聖 書:ピリピ1:27~30

(27)ただ、あなたがたはキリストの福音にふさわしく生活しなさい。そして、わたしが行ってあなたがたに会うにしても、離れているにしても、あなたがたが一つの霊によって堅く立ち、一つ心になって福音の信仰のために力を合わせて戦い、
(28)かつ、何事についても、敵対する者どもにろうばいさせられないでいる様子を、聞かせてほしい。このことは、彼らには滅びのしるし、あなたがたには救のしるしであって、それは神から来るのである。
(29)あなたがたはキリストのために、ただ彼を信じることだけではなく、彼のために苦しむことをも賜わっている。
(30)あなたがたは、さきにわたしについて見、今またわたしについて聞いているのと同じ苦闘を、続けているのである。

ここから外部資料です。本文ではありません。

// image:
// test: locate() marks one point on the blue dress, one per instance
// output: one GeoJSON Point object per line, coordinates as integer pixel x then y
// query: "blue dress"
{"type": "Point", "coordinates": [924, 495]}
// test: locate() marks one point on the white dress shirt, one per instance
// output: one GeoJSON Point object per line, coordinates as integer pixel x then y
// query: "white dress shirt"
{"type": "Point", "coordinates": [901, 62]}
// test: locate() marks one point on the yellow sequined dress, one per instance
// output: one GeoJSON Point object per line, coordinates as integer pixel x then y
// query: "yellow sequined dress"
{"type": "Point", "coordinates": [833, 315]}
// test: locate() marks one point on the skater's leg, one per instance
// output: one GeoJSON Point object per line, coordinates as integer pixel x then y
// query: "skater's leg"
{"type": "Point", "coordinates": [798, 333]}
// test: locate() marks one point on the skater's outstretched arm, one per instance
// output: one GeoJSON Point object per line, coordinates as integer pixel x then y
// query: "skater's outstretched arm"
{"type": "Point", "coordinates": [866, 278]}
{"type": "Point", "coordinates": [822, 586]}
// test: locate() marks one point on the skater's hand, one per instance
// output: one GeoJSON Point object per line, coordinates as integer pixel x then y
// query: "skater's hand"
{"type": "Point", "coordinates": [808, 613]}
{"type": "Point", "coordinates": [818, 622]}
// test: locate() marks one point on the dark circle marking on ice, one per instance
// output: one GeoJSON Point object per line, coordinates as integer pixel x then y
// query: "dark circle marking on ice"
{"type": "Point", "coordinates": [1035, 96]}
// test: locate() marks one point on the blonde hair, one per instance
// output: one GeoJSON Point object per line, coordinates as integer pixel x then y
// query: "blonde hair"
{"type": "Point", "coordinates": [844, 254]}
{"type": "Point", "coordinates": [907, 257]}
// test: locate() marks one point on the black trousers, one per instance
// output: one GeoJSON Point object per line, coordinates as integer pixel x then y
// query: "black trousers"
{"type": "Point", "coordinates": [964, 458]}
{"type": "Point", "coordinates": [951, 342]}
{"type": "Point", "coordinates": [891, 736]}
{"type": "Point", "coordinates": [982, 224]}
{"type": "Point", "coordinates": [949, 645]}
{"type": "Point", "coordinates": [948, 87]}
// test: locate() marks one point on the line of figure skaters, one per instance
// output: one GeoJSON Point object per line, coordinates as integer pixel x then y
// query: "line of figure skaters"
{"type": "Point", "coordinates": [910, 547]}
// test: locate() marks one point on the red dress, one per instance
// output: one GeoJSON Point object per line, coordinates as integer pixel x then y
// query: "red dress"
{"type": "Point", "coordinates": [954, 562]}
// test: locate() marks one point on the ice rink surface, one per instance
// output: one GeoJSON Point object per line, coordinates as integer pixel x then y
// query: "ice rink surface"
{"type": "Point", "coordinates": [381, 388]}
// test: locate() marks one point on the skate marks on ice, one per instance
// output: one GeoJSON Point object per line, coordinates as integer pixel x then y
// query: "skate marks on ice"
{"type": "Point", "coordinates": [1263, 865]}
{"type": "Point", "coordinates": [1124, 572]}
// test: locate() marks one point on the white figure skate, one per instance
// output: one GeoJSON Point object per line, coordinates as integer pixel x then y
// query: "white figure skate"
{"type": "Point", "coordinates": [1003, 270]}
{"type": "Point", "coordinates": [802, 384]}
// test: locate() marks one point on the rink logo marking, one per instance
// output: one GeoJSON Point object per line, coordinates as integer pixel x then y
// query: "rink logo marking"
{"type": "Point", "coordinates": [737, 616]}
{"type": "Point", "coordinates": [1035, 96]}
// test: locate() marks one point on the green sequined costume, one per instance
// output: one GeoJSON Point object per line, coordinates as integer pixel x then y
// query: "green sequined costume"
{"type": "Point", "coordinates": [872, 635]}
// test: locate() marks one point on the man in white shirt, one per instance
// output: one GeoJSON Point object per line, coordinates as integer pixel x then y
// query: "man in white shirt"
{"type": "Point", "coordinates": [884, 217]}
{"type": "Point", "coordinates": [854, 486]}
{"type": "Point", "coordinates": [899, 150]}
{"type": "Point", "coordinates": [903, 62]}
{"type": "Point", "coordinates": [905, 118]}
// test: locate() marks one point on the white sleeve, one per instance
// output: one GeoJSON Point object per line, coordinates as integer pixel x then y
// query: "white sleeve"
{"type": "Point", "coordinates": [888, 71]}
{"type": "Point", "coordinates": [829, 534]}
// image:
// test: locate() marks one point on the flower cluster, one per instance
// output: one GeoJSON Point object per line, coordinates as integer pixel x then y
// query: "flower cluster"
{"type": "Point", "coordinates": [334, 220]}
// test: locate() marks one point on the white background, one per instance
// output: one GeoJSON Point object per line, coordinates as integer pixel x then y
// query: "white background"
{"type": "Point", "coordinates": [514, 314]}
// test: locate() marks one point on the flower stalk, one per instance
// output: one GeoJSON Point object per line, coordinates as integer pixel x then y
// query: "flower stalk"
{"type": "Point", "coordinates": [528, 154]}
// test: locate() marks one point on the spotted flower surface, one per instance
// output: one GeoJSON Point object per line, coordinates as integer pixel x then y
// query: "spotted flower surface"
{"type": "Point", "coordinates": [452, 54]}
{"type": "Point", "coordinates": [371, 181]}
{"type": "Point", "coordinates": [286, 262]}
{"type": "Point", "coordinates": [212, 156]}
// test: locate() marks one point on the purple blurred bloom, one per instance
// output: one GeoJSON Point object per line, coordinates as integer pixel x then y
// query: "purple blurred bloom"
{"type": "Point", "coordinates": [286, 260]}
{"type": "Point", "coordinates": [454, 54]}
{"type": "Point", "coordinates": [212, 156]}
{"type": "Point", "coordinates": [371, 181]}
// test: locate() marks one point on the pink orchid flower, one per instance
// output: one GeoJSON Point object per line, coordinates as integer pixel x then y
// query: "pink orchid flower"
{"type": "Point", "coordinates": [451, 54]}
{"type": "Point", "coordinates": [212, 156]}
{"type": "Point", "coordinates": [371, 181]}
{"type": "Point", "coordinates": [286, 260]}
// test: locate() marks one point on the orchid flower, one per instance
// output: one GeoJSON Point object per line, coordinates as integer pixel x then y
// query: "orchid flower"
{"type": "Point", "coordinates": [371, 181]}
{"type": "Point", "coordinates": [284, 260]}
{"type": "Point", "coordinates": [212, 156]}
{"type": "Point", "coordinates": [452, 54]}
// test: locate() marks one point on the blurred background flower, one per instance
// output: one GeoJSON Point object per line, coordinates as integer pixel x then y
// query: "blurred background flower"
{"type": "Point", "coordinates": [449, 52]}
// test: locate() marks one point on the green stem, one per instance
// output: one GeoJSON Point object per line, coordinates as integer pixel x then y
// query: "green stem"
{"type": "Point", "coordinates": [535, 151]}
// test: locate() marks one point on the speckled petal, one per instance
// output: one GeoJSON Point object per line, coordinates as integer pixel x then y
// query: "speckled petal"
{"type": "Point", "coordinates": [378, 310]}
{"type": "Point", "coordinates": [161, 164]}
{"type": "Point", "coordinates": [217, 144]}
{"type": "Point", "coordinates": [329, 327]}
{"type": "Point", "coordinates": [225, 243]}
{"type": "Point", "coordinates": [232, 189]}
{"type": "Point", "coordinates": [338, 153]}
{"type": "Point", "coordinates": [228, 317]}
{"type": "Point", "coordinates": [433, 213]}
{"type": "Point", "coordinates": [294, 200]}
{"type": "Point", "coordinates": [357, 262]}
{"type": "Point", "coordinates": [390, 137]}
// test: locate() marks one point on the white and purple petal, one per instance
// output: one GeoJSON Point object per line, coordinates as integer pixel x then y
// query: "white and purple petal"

ピリピ人への手紙1章の最後となる。前回は生きることはキリスト、死ぬことは益であるというパウロの信仰告白を見た。どんな状況にあってもキリストが崇められることはできる。パウロの喜びはそこにあった。

Ⅰ.キリストの福音にふさわしく
パウロは自分の信仰を表明した後に、あなたがたはとピリピの信徒たちに心を向ける。キリストの福音に相応しい生活をするようにと勧めている。まず、一つの霊に堅く立ちなさいと言う。教会にあっても、個々人の背景や考え方は違う部分も多い。しかし、聖霊は一つである。聖霊は全てを越えて一つとなすことができる。福音の戦いのために、一つ心となれとある。戦いの目標は神様の勝利がこの世になされることである。ペンテコステの出来事を思い起こす。それまで弟子たちはバラバラであったが、聖霊によって一つとなり、福音の前進のために一つ心で戦った。この時が教会の始まりであり、今も変わってはいない。聖霊が私たちを結び合わせ、神の国の拡大という使命によって一つとなるのである。

Ⅱ.戦いの勝利者にふさわしく
現代日本の教会に目に見える戦いはあまりない。この時、ピリピ教会にとって、敵対する者は確かに存在していた。イエス様を反対するユダヤ教徒、ギリシャの神々を信じてイエス様に反対する者たち、ローマ皇帝を崇拝させようとする者たちがいた。教会が迫害を受けることが普通の時代であった。その時代背景の上に、敵対する者の滅びが語られている。歴史上、キリスト教に反対し、教会を迫害した国家、権力、団体はどうなったのか。皇帝や王に対する崇拝、啓蒙主義による革命の時代、共産主義興隆の時代…、世界的、組織的に個人的にキリスト教は絶え間ない迫害を受けてきた。どの時代にも神様が勝利をとられてきた。私たちに目に見える戦いはあまりないが、世界を覆うような国家主義、民族主義、暴力主義に抵抗していかなければならない。

Ⅲ.キリストにならう者にふさわしく
イエス様の生涯は苦闘の連続であった(イザヤ53章、苦難の僕、参照)。イエス様の地上の生涯の間に、この御方を受け入れることができた人々はごく少数であっただろう。人間の偏狭さ、不信、妬み、やっかみ、無関心、あらゆるとが、汚れや罪がイエス様を取り巻いていた。イエス様は決して左右されずに真実に福音を語り、真直ぐに十字架への道を歩まれた。イエス様を信じて歩む者も、この世にあって、信仰ゆえに苦しむ道を歩むこともある。そのような時にこそイエス様の守りと導きがある(ヨハネ17:6~19)。この世に対して痛みや苦しみを感じる時にこそ、イエス様が近いことを覚えよう。この世と対立ではない、妥協でもない、必ずや祝福された第3の道が備えられていくことを信じる。

終わりの近いこの時、闇は深まり、悪ははびこる。この世の悪は神様が予定されているもの以上には決してならない。やがて、イエス様は義の衣をまとって、勝利の主として来てくださる。私たちも勇気、力、愛をいただいき、この世にあって生きていこう。